The Atlantic Hurricane Season officially begins on June 1, concluding on Nov. 30. On both coasts, most of the intense storms hit during peak season between August and October.
The National Oceanic and Atmospheric Administration (NOAA) released the forecast for the 2019 season on May 23, predicting the season would be near normal (between 10 and 15 tropical storms and between four and nine hurricanes). They speculate there is a 30-percent chance of an above-normal season (between 12 and 28 tropical storms and between seven and 15 hurricanes) and 30-percent chance of a below-normal season (between four and nine tropical storms and two to four hurricanes).
Colorado State University scientists forecast 2019 will have 13 named storms in the Atlantic Ocean, including five becoming hurricanes and two of those reaching at least a Category 3 status. NOAA estimates a 70-percent chance of between nine and 15 named storms, of which four to eight potentially become hurricanes and two to four are major hurricanes.

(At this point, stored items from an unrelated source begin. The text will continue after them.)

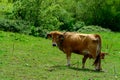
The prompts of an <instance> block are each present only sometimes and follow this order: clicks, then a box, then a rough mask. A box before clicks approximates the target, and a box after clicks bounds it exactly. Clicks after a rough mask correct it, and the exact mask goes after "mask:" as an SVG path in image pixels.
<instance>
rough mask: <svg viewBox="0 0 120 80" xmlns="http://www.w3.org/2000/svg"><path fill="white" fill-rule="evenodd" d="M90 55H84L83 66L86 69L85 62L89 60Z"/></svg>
mask: <svg viewBox="0 0 120 80" xmlns="http://www.w3.org/2000/svg"><path fill="white" fill-rule="evenodd" d="M88 57H89V56H88V55H84V57H83V59H82V68H83V69H84V68H85V62H86V60H87V58H88Z"/></svg>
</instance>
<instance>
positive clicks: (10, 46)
mask: <svg viewBox="0 0 120 80" xmlns="http://www.w3.org/2000/svg"><path fill="white" fill-rule="evenodd" d="M100 35H101V36H102V51H103V52H107V53H108V55H106V56H105V59H104V60H101V63H102V64H101V65H102V68H103V71H101V72H96V71H94V66H92V63H93V62H94V61H93V60H92V59H88V60H87V61H86V69H82V62H81V60H82V58H83V56H82V55H77V54H72V57H71V64H72V65H71V67H66V55H65V54H64V53H63V52H61V51H60V50H59V49H58V48H55V47H52V45H51V44H52V43H51V40H47V39H44V38H40V37H39V38H38V37H33V36H26V35H23V34H22V35H21V34H18V33H15V34H14V33H11V32H3V31H0V45H1V47H0V79H1V80H71V79H72V80H119V78H120V64H119V63H120V33H111V32H102V33H100ZM108 35H109V36H108ZM108 66H109V67H108Z"/></svg>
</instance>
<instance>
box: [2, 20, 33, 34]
mask: <svg viewBox="0 0 120 80" xmlns="http://www.w3.org/2000/svg"><path fill="white" fill-rule="evenodd" d="M0 30H3V31H12V32H19V33H24V34H29V33H30V32H31V31H30V23H29V22H27V21H23V20H21V21H20V20H8V19H0Z"/></svg>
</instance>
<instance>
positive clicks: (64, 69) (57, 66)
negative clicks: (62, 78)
mask: <svg viewBox="0 0 120 80" xmlns="http://www.w3.org/2000/svg"><path fill="white" fill-rule="evenodd" d="M66 69H72V70H76V71H83V72H96V73H101V72H104V71H96V70H93V69H88V68H85V69H82V68H78V67H73V66H70V67H68V66H62V65H55V66H51V67H49V69H48V71H50V72H52V71H56V70H66Z"/></svg>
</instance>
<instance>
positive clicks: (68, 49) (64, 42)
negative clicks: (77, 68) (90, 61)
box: [47, 31, 101, 71]
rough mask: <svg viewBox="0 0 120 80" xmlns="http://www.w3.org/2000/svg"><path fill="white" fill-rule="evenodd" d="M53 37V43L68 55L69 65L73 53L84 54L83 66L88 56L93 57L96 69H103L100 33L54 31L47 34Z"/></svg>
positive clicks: (82, 67)
mask: <svg viewBox="0 0 120 80" xmlns="http://www.w3.org/2000/svg"><path fill="white" fill-rule="evenodd" d="M47 37H48V38H50V37H52V45H53V46H58V47H59V49H60V50H62V51H63V52H64V53H65V54H66V57H67V65H68V66H70V58H71V53H72V52H73V53H77V54H81V55H83V56H84V57H83V60H82V64H83V65H82V68H84V64H85V62H86V59H87V58H93V59H94V60H95V61H94V65H95V70H98V71H100V70H101V58H100V53H101V38H100V36H99V35H98V34H80V33H74V32H65V33H62V32H59V31H52V32H50V33H49V34H47Z"/></svg>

How Hurricanes Get Their Names
Initially, hurricanes were named to honor a feast day for a Catholic saint. By the 1950s, the process changed in the United States and hurricanes were assigned female names in alphabetical order. It wasn’t until 1978 this practice was abandoned. The World Meteorological Organization (WMO) has a list of alphabetical storm names that repeats on a six-year cycle. The names are to be basic and reflect the languages spoken by those in areas most affected: English, Spanish, Dutch and French.
Good news though, if a storm was so destructive that the WMO deems one name may be perceived as insensitive, the name will be removed from the list, such as: Katrina, Ike, Hattie or Opal.